Trigonometry : Find the value of $\csc^2 \pi/7 + \csc^2 2\pi/7 + \csc^2 3\pi/7$

Question

Find the value of $\csc^2 \pi/7 + \csc^2 2\pi/7 + \csc^2 3\pi/7$

My try : Converted it into Sin and then tried to apply series formula but failed

Answer 1

The same question is answered here with $\csc^2(4\pi/7)$ instead of $\csc^2(3\pi/7)$.

Answer 2

I provide one more solution.
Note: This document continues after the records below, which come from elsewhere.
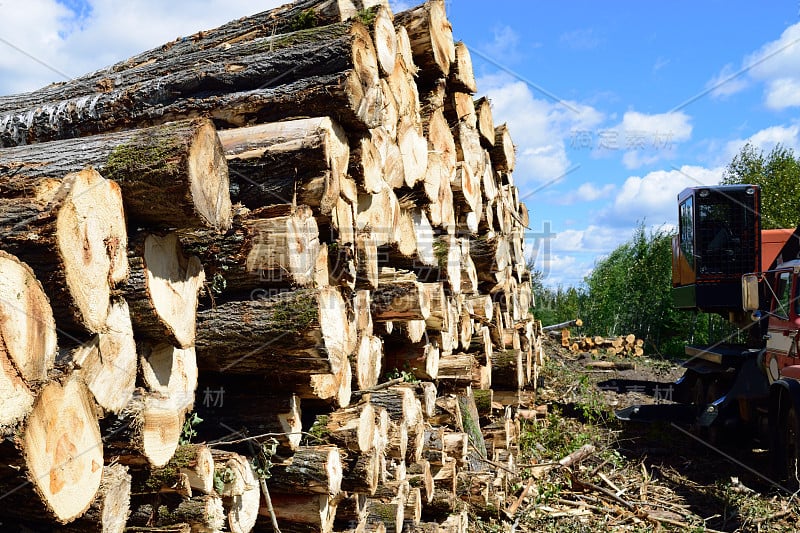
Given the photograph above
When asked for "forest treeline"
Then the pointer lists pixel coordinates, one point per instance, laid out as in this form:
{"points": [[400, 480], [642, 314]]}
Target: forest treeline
{"points": [[629, 291]]}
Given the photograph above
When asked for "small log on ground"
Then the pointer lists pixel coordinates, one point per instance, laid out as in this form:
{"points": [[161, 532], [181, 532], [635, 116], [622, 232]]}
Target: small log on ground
{"points": [[162, 289], [171, 175], [294, 333], [297, 161], [27, 339]]}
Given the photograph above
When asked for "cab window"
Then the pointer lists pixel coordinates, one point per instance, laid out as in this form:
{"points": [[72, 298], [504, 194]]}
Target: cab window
{"points": [[783, 294]]}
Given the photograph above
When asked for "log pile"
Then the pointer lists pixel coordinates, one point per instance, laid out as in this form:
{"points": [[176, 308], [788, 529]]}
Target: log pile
{"points": [[257, 225]]}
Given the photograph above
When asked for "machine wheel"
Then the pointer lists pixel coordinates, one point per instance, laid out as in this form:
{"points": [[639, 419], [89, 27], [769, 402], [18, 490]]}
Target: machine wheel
{"points": [[790, 447]]}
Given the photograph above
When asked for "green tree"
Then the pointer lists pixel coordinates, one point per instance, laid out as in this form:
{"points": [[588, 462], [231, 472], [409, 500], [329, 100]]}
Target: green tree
{"points": [[629, 292], [778, 175]]}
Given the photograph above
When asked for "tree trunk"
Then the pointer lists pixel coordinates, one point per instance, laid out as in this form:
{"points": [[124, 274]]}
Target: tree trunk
{"points": [[461, 76], [401, 300], [232, 39], [293, 162], [27, 340], [294, 333], [431, 38], [108, 362], [71, 232], [316, 76], [171, 175], [170, 372], [248, 405], [162, 289], [109, 510], [62, 449]]}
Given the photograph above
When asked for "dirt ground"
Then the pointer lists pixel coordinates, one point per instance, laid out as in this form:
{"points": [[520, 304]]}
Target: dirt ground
{"points": [[638, 477]]}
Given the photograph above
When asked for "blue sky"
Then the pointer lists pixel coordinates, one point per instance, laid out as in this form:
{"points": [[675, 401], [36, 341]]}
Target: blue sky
{"points": [[614, 106]]}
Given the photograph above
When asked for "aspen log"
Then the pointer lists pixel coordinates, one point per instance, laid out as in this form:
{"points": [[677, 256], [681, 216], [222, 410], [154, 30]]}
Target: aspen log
{"points": [[269, 248], [483, 110], [162, 289], [108, 362], [232, 39], [293, 333], [341, 80], [27, 340], [431, 38], [60, 454], [171, 175], [108, 512], [297, 161], [71, 232], [170, 372]]}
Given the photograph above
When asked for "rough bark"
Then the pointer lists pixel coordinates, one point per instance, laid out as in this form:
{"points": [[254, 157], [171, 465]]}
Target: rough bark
{"points": [[162, 289], [71, 232], [271, 248], [297, 161], [171, 175]]}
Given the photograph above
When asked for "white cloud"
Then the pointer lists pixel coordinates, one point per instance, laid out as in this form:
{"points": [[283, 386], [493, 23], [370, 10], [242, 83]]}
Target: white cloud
{"points": [[586, 192], [766, 139], [776, 65], [653, 198], [46, 42], [646, 138], [538, 126]]}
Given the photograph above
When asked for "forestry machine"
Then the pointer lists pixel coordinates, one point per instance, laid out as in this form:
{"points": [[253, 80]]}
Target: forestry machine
{"points": [[724, 263]]}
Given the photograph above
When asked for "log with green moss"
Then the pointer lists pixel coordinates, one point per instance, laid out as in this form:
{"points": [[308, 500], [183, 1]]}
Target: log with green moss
{"points": [[296, 333], [172, 175], [296, 161], [318, 76], [70, 229]]}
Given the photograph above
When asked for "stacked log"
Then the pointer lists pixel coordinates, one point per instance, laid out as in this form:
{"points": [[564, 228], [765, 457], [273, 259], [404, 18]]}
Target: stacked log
{"points": [[299, 227]]}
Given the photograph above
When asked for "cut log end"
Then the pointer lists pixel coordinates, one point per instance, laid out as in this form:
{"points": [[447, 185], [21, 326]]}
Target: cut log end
{"points": [[208, 175]]}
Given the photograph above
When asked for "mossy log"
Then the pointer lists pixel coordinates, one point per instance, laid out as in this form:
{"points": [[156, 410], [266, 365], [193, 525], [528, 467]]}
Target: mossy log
{"points": [[251, 405], [318, 76], [264, 30], [431, 39], [27, 340], [71, 231], [171, 175], [107, 363], [275, 247], [301, 332], [297, 161], [162, 289], [310, 470]]}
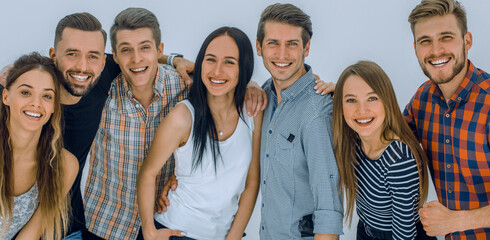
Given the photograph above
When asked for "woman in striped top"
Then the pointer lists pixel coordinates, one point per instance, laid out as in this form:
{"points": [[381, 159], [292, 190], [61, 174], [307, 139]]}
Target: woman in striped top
{"points": [[382, 166]]}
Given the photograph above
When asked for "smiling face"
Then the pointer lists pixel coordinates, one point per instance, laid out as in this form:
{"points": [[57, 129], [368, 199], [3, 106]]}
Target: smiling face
{"points": [[137, 55], [31, 100], [283, 52], [441, 48], [362, 108], [220, 67], [79, 56]]}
Judging by the question you asked, I'm assuming your manipulation of $\tan$ and $\cot$ need to reinforce.

First, some preparation.

We all know that $$ \tan (x \pm y) = \frac {\tan (x) \pm \tan (y)} {1 \mp \tan (x)\tan (y)}. $$ Then $$ \cot (x - y) = \frac {\cot (x) \cot (y) + 1} { \cot (y) - \cot (x)}, $$ or $$ \cot (x) \cot (y) = \cot(x-y) (\cot(y) -\cot(x)) - 1 $$ Especially, $$ \cot (2x) = \frac {\cot^2 (x) -1} {2 \cot (x)}, $$ which yields $$ \cot^2(x) - 1 = 2\cot(x)\cot(2x). $$ Also, $$ \csc^2(x) = \frac {\sin^2(x) + \cos^2(x)} {\sin ^2(x)} = 1 + \cot^2(x). $$ Now let's start. Let $x = \pi /7$. $$ P := \csc^2(x) + \csc^2(2x) + \csc^2(4x) = 3 + \cot^2(x) + \cot^2(2x) + \cot^2(3x). $$ By the formula above, $$ P = 6 + 2(\cot(x) \cot(2x) + \cot(2x) \cot (4x) + \cot (4x) \cot (8x)) =: 6 +2Q. $$ Now change the angle: since $\cot(\pi \pm y) = \mp\cot (y)$, we have $$ Q = \cot(x)\cot(2x) - \cot(2x) \cot (3x) - \cot(3x) \cot (x). $$ Now, \begin{align*} Q &= 1+ \cot(x)(\cot(x) - \cot(2x)) - \cot(x) (\cot(2x) -\cot(3x)) - \cot(2x)(\cot(x) - \cot (3x))\\ &= 1+ \cot(x) (\cot(x) -3\cot(2x) + \cot(3x)) + \cot(2x) \cot(3x)\\ &= \cot(x) (\cot(x) -3\cot(2x) + \cot(3x)) + (\cot(2x)-\cot(3x))\cot(x) \\ &= \cot(x)(\cot(x) -2\cot(2x))\\ &= \cot^2(x) - 2\cot(2x) \cot(x)\\ &=1. \end{align*} Therefore $P = 6+2Q=8$.